Franza lächelte. Was für eine Überraschung! Winnie! Winnie Pooh hier in Maries
Bett. Ob er es geschafft hatte, ihr einen leisen Anklang der Kindheit
zurückzugeben, die sie so früh verloren hatte? Ein leises Gefühl? Von Wärme.
Von Sicherheit. Zumindest das? Franza wünschte es ihr.
    Auch Ben hatte ihn geliebt, Winnie, damals, als man ihn
noch Benny nennen durfte oder Benjamin. Alles hatte er besessen, was es von
Winnie Pooh und seinen Gefährten zu besitzen gab. Bettwäsche, Pullover,
Kindergartentasche, Trinkflasche, Malhefte, Comics, Bücher. Und natürlich die
ganze Truppe in Form von Stofftieren.
    Der kleine Pooh hatte jahrelang in einer Ecke von Bens
Bett gehockt, und eines Tages hatte Ben auf dessen rotes Leibchen mit einem
wasserfesten Stift und ernster Miene seinen Namen gekritzelt. Als ob irgendwann
irgendjemand versuchen könnte, ihm seinen Bären abspenstig zu machen, und als
ob er ihn so leichter wiederfinden würde.

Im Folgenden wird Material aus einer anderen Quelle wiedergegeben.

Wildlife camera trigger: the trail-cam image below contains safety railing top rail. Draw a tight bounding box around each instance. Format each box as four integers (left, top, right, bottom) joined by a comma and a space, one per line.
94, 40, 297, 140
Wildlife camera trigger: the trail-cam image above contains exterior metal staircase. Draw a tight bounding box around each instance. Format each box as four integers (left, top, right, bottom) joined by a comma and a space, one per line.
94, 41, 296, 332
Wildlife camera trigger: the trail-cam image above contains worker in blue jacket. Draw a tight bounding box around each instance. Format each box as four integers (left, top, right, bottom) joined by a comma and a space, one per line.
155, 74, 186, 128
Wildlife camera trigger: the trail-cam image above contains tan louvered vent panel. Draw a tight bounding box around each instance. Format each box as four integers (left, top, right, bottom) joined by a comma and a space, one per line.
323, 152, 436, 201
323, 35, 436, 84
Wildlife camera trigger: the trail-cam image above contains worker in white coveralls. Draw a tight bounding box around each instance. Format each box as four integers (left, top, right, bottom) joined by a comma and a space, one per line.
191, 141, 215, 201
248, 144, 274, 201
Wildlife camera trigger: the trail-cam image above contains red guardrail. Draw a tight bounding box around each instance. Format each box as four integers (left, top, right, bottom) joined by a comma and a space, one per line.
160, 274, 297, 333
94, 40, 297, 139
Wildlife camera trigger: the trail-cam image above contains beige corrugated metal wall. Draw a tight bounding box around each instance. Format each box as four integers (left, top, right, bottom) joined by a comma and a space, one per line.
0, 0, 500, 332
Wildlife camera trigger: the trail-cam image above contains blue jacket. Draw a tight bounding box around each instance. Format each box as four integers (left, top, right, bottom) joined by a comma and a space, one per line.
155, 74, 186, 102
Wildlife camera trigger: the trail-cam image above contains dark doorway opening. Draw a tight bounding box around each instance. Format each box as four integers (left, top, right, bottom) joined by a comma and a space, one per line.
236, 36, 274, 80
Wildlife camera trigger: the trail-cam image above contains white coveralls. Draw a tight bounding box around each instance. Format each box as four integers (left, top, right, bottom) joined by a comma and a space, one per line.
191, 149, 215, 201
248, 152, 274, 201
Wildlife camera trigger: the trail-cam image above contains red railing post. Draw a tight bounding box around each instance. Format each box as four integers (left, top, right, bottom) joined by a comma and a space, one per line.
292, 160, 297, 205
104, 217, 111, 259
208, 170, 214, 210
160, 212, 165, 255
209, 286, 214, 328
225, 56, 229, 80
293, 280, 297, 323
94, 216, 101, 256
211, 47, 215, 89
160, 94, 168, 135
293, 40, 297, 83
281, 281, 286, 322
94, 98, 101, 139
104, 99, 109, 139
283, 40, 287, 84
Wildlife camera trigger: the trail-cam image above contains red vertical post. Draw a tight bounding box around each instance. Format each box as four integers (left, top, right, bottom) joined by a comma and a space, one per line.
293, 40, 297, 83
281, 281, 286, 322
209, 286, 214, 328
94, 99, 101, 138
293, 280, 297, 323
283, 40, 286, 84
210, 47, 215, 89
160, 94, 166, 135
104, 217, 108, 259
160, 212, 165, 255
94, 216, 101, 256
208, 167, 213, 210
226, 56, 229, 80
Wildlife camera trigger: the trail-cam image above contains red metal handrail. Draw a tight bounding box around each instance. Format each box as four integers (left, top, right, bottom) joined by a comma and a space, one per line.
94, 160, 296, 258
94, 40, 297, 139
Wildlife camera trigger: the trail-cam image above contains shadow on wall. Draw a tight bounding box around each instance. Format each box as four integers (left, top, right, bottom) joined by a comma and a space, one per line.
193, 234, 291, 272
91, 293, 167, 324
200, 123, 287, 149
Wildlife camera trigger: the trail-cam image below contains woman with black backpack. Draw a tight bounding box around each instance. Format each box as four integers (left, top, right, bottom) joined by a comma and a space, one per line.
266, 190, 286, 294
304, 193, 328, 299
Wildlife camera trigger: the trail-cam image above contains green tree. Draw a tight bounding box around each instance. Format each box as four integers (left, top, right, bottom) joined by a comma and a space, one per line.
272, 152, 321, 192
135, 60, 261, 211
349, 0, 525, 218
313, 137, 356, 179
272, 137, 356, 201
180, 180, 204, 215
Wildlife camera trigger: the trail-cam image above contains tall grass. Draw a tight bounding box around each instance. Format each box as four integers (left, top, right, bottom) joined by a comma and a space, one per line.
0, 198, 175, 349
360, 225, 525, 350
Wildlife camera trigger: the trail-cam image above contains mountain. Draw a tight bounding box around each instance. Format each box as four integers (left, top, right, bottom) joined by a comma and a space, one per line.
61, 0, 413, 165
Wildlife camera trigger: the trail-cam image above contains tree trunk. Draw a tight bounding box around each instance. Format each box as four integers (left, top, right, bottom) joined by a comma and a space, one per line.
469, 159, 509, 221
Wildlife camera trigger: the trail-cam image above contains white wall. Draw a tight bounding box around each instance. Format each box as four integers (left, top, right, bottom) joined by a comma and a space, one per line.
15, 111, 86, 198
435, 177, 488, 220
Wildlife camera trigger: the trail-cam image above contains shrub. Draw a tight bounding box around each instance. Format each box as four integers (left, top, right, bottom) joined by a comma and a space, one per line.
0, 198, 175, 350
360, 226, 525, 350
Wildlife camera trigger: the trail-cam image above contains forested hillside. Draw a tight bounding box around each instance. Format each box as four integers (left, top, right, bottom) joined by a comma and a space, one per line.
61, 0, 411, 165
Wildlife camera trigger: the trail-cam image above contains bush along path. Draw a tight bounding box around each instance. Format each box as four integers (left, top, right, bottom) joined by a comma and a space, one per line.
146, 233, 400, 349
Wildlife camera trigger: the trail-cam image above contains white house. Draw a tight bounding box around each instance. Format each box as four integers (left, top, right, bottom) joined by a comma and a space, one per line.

    Franza lächelte, schaute in Poohs Gesicht und legte das
T-Shirt langsam zurück aufs Bett. Wo waren Bens Schätze geblieben?
    Sie versuchte sich zu erinnern, wann sie sie weggeräumt
hatte und wohin, aber es fiel ihr nicht ein. Hatte Ben selbst all seine Schätze
verstaut? Irgendwo in den Tiefen seiner Läden und Schränke? Damit wirklich
niemand sie ihm jemals abspenstig machen konnte?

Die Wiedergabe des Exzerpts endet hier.